Em importante decisão proferida pela 2ª Vara do Trabalho de Aracaju, a Justiça do Trabalho julgou parcialmente procedente a ação trabalhista que foi expressamente acionada e movida pelo Sindicato dos Servidores em Conselhos e Ordens de Fiscalização Profissional e Entidades Coligadas e Afins do Estado de Sergipe (Sindiscose) em favor da categoria, em face do Conselho Regional de Química da 8ª Região (CRQ-VIII).
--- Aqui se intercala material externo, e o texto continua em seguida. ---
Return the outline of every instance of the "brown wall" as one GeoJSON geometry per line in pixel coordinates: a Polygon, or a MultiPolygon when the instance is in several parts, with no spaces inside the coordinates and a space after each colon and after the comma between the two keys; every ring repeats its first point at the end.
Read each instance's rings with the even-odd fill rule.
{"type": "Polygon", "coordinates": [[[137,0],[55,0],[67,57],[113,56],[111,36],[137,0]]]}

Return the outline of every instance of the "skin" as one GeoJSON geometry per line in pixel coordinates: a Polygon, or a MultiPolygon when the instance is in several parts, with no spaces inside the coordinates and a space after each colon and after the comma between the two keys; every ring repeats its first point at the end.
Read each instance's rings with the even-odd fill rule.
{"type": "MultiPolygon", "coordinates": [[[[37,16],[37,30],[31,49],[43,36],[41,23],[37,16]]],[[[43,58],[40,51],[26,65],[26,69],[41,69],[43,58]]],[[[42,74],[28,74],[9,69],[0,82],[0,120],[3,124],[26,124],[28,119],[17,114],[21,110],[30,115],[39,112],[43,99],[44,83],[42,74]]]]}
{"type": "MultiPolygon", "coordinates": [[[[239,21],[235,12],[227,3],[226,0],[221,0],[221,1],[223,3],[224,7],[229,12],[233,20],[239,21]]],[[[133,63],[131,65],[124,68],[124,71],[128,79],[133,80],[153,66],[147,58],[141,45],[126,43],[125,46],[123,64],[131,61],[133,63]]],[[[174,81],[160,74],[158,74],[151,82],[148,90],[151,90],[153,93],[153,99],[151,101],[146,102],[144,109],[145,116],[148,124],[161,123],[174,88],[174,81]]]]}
A sentença, assinada pela juíza substituta Maria Gizelia Lima de Barros, acolheu a tese apresentada pelo sindicato e reconheceu que o servidor substituído, ocupante do cargo de Gerente Administrativo, exercia cumulativamente diversas atribuições alheias àquelas para as quais foi aprovado em concurso público, garantindo-lhe o direito ao recebimento de um plus salarial de 20% sobre o seu salário-base.
A atuação judicial do Sindiscose teve início após a constatação de que, a despeito do rol de atribuições gerenciais fixado pelo edital do certame, o trabalhador vinha sendo sucessivamente designado, por meio de dezessete portarias administrativas, para o desempenho de funções técnicas e especializadas de alta responsabilidade, tais como pregoeiro titular, encarregado da Lei Geral de Proteção de Dados (LGPD), membro da comissão de licitação, responsável pelo patrimônio, implantador do Sistema Eletrônico de Informações (SEI) e prestador de contas de convênios. Em sua defesa, a autarquia tentou afastar a intervenção da entidade de classe alegando que o sindicato não teria legitimidade para acionar a Justiça pelo trabalhador, além de sustentar que as atribuições estariam amparadas pelo poder diretivo do empregador.
Ao apreciar a matéria, o Juízo rejeitou integralmente a preliminar de ilegitimidade ativa arguida pela ré, confirmando a plena validade da iniciativa do Sindiscose em acionar o Poder Judiciário e reafirmando a ampla e irrestrita representatividade constitucional do sindicato na defesa dos direitos e interesses da categoria. No mérito, a magistrada destacou que a prestação de tarefas estranhas ao núcleo funcional contratado gera desequilíbrio na relação de trabalho, impondo o pagamento correspondente pelo acúmulo de atribuições.
Diante dos fatos levados à apreciação judiciária pelo sindicato, a sentença deferiu ao trabalhador o pagamento do adicional de 20% sobre o salário-base com reflexos em 13º salário, férias acrescidas do terço constitucional, FGTS e auxílio-transporte, com efeitos financeiros retroativos a outubro de 2020. A decisão também condenou o CRQ-VIII ao pagamento de honorários advocatícios sucumbenciais em favor da entidade sindical, evidenciando o papel essencial do Sindiscose na busca pela reparação de direitos e pelo combate a distorções funcionais nos conselhos de fiscalização profissional em Sergipe.